The programme, organised by the Hua Xia Foundation, the Beijing-Hong Kong Academic Exchange Centre, and Cultural Power, has been running annually since its inaugural edition in 2024. This year's edition adopts the theme "Shared Roots, Convergent Streams" (Tong Yuan Gong Liu), underscoring the historical and developmental ties between Hong Kong's intangible cultural heritage and that of the Guangdong-Hong Kong-Macao Greater Bay Area and the wider nation.
Central to the schedule is the ICH Summit, scheduled for 13 June at the Hong Kong Palace Museum, convened under the banner "Shared Roots and Convergent Streams – Cross‑Border Symbiosis and Local Innovation of ICH". According to a report by People's Daily, the summit will bring together experts from UNESCO alongside conservation specialists, academics, and practitioners from the mainland, Hong Kong, and Macau to examine new pathways for the protection, management, transmission, and development of intangible cultural heritage through thematic discussions and case studies, while fostering cross‑regional collaboration. The Standard adds that findings gathered from local universities and secondary schools on eight topics concerning the current state and future prospects of ICH transmission will be presented by Hong Kong youth, with the aim of broadening public engagement and encouraging generational participation.

Alongside the academic proceedings, the ICH Feast (Fei Yi Ya Yan) forms a significant component of this year's programme. Curated in partnership with King Lung Heen, the Chinese restaurant within the Hong Kong Palace Museum, the feast draws inspiration from Hong Kong's culinary traditions and local ICH elements. Sing Tao Headline reports that the menu features dishes crafted from locally sourced ingredients, including golden five‑layer pork prepared with shrimp paste and shrimp sauce, fragrant salted fish with lettuce, and a milk tea jelly moulded in the shape of a stone lion – all of which incorporate ICH elements related to Hong Kong's food culture. The feast is scheduled to take place on the evening of the summit, with around 20 tables anticipated to seat some 240 guests. The menu is being made publicly available without copyright restrictions, a move intended to encourage the catering industry to adopt and adapt these ICH‑inspired creations.
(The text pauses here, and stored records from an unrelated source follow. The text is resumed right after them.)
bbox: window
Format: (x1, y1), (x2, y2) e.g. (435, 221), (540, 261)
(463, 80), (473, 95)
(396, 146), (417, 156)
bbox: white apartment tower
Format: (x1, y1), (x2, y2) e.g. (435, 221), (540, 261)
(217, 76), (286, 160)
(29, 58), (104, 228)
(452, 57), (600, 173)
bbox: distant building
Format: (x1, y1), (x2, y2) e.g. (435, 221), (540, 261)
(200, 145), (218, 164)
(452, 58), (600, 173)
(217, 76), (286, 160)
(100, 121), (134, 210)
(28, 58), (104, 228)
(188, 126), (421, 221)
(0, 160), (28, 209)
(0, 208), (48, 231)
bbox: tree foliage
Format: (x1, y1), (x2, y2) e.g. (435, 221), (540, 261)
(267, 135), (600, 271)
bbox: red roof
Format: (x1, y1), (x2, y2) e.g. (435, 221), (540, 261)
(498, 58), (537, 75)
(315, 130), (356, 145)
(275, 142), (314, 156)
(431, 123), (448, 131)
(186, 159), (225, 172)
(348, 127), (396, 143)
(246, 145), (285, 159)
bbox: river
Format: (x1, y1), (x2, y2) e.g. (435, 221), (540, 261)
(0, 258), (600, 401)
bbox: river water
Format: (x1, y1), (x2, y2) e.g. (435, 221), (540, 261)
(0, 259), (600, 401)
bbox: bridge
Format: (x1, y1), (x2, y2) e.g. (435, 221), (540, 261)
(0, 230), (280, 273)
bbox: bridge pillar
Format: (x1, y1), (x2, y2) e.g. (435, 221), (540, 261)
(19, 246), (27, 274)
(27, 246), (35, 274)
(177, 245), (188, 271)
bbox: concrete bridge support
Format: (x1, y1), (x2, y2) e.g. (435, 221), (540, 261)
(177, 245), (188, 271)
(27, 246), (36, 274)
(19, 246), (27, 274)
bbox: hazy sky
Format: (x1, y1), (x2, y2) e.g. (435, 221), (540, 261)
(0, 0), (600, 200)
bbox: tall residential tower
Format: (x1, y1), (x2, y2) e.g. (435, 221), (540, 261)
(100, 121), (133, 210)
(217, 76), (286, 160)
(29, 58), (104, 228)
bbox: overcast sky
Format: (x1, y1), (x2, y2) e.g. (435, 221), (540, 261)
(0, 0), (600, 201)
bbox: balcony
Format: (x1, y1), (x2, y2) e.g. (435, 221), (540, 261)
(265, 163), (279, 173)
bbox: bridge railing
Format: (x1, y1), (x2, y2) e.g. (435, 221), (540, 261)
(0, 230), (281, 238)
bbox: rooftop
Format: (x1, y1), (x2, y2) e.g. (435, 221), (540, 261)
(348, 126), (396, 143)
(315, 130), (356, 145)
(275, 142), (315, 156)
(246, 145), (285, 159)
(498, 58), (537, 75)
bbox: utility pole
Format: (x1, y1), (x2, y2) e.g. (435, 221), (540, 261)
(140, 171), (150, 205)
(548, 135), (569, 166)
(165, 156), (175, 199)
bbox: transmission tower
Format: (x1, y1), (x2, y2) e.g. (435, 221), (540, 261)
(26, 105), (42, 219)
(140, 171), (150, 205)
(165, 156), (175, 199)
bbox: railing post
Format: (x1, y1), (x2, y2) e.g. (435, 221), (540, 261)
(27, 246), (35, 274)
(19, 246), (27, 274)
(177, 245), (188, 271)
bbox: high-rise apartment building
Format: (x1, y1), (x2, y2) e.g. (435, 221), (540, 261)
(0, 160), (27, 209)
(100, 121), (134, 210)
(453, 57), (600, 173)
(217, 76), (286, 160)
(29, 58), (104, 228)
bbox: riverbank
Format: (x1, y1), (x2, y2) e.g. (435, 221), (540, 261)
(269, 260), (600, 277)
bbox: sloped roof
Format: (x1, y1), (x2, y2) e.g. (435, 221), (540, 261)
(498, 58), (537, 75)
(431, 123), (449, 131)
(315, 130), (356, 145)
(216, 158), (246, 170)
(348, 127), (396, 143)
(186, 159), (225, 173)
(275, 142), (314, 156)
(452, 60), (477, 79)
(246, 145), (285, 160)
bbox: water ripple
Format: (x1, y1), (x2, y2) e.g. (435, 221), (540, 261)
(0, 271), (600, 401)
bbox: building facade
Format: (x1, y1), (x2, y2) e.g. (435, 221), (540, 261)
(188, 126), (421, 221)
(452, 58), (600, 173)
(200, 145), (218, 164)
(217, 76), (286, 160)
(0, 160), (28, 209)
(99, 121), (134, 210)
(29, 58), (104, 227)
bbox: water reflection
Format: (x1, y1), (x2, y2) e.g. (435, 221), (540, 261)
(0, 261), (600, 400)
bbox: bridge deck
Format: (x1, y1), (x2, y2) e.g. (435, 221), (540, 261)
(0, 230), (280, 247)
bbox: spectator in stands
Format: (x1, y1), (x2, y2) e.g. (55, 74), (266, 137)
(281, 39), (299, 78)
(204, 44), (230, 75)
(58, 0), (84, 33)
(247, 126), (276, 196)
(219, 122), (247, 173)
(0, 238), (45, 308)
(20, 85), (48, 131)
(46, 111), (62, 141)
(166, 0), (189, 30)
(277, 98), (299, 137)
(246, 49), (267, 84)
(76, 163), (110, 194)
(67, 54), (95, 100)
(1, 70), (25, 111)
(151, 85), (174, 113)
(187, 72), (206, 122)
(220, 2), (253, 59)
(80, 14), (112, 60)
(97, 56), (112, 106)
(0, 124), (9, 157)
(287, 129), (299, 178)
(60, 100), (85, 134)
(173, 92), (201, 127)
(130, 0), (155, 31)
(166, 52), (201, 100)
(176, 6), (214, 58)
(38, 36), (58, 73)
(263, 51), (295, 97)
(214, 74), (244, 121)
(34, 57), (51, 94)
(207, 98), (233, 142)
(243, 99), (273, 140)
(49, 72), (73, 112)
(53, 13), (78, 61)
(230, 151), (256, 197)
The organisers have emphasised that Hong Kong, with its distinctive advantage as a hub where Chinese and foreign cultures converge, will continue to serve as a "super‑connector" and "super‑value‑adder" in facilitating exchanges and cooperation in intangible cultural heritage resources, thereby contributing to the creative transformation and innovative development of traditional culture.